XVI
Осталась позади шумная, взбудораженная станция Цзиньджоу. Навстречу бежали и уплывали назад зеленые сопки и каменистые холмы. В ушах все еще звучали восторженные возгласы, мелькали перед глазами сотни незнакомых лиц.
Державин и Викентий Иванович стояли у штабного автобуса и долго глядели на таявшие вдали дома, темные сады и высокое кирпичное депо, над которым все еще струился сизый дым.
— Да, немало удивил меня этот субъект в синей куртке, — сказал Державин. — Он, видите ли, не ждал от белокожих добра — белокожие несли китайцам всегда только зло.
— Ну что же? Его ненависть к белым нетрудно объяснить. Ты же знаешь, что здесь творили белые европейцы и американцы. Англичане захватили Гонконг и пролезли в бассейн реки Янцзы, немцы в свое время оттяпали район бухты в Шаньдуне, американцы и вовсе разлеглись в Китае, как у себя дома. Да и наш белый царь не прочь был поживиться чужим куском. Весь Китай был по существу растерзан, разделен на «зоны влияния».
— Это ясно, и ты не учи меня политграмоте. Но разве японцы меньше причинили им зла?
— Ну что ты мне доказываешь?
— Так какой же дурак делит людей на друзей и врагов по цвету кожи?
— Вот ты ему и сказал бы...
— А знаешь ли ты, сколько мы им помогали все эти годы?[43] А он, видите ли, не ожидал от нас — от белых — такой доброты!
— Японским складом с оружием ты его действительно удивил. Кстати сказать, ты законно передал этот склад? Или посвоевольничал?

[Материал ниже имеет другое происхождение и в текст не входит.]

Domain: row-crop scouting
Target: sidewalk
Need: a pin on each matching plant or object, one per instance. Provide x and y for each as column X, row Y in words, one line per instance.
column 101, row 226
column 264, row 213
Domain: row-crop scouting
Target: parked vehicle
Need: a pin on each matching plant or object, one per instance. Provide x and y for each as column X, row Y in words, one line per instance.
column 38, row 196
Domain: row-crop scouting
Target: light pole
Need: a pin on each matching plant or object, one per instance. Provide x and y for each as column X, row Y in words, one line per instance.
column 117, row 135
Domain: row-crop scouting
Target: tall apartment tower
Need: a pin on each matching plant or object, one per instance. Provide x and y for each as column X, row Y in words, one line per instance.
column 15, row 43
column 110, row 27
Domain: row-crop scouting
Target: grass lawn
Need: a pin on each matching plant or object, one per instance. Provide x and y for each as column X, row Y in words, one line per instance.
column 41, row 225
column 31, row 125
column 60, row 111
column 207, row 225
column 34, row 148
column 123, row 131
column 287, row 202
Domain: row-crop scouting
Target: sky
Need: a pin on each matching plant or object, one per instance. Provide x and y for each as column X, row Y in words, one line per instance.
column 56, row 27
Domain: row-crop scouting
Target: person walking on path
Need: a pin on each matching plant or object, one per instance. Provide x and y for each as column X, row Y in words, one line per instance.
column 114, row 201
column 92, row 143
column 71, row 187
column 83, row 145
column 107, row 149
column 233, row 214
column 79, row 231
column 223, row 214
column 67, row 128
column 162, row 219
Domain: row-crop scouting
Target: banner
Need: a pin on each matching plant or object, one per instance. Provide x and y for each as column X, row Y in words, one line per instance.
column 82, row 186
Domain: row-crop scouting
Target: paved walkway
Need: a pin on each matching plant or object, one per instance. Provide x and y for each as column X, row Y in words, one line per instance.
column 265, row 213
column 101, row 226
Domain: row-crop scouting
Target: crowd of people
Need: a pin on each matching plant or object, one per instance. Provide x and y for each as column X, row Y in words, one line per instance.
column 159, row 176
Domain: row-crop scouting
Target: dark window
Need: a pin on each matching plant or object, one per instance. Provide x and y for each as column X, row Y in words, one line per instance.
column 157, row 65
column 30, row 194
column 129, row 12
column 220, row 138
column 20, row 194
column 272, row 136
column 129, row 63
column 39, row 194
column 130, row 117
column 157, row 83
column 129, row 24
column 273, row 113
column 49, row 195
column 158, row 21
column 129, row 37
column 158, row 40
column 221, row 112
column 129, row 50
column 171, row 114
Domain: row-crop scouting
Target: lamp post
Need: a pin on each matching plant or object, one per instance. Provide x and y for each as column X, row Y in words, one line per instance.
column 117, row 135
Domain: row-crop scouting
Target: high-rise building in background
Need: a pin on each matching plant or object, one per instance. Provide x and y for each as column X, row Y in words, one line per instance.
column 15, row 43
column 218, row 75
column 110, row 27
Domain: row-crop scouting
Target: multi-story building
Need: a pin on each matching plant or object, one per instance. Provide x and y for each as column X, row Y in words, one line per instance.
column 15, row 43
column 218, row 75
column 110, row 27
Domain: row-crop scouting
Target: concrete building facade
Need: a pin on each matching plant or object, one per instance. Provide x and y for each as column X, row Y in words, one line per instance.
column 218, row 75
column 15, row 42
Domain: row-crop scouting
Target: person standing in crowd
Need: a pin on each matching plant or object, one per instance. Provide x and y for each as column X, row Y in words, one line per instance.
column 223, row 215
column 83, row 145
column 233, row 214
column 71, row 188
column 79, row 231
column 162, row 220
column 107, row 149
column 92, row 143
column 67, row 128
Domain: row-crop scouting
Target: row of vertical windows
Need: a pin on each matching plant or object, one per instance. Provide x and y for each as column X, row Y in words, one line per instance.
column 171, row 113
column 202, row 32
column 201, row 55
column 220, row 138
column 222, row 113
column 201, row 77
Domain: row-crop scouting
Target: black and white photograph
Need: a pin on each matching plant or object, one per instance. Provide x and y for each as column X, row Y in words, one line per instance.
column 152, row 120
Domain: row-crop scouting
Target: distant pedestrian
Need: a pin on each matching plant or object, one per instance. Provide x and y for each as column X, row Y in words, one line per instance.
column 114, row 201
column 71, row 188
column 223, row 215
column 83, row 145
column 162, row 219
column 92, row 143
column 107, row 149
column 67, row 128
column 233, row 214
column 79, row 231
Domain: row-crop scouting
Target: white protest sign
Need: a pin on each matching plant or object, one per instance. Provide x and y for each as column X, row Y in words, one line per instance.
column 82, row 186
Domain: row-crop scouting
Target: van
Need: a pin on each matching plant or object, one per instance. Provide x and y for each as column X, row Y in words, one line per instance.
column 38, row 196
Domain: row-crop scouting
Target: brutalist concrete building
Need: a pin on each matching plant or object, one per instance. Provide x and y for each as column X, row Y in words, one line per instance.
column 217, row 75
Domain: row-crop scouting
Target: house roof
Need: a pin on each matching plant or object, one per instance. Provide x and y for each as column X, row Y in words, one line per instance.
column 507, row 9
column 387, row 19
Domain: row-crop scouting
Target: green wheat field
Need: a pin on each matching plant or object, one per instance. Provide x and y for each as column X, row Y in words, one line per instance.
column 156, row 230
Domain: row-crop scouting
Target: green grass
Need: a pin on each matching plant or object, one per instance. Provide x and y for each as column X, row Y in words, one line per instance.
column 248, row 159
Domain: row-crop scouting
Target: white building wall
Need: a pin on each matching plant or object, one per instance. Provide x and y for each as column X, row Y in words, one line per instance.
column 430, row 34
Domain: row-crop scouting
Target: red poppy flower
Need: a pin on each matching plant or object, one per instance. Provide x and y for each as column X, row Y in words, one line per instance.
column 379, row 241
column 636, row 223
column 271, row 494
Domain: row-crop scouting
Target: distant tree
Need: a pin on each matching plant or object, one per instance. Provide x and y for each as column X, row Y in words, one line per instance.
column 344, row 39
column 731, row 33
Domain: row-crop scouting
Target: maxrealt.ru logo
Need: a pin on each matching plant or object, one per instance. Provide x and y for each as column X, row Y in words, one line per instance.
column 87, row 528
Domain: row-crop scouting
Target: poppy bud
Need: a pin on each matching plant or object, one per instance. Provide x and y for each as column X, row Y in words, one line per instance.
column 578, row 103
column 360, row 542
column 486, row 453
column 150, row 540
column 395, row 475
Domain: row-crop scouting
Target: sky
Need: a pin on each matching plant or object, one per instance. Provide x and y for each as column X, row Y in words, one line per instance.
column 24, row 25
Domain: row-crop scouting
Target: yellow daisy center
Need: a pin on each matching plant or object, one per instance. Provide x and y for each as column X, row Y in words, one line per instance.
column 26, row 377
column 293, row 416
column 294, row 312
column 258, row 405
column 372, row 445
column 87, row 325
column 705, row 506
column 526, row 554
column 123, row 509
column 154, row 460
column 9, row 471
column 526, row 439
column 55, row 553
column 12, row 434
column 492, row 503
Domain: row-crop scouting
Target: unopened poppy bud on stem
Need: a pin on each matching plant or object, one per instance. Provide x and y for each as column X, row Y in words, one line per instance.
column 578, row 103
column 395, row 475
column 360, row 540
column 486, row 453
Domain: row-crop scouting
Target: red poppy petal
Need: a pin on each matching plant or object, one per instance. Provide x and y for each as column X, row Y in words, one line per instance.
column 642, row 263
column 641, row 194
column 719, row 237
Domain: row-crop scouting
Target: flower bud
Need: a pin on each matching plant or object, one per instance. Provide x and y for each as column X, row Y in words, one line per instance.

— К твоему сведению, имею прямые указания от командующего: все трофейное оружие передать китайским друзьям. Мало того — мы оставим им свое оружие. Как видишь — ничего не жалеем. Готовы снять с себя последнюю рубаху[44].
— Это наш братский долг.
— Правильно. Долг. Ветров в землю лег, чтобы заплатить этот долг. Уральская работница-вдова в соленом поту и горьких слезах ковала нам танк или пушку, которую мы оставим здесь. А потом какой-нибудь «умник», не помнящий родства, скажет: «А мы и не ждали от вас ничего хорошего — у вас же другой цвет кожи...» Обидно будет, Викентий, обидно...
— Возможно, по темноте своей наплел этот в синей куртке?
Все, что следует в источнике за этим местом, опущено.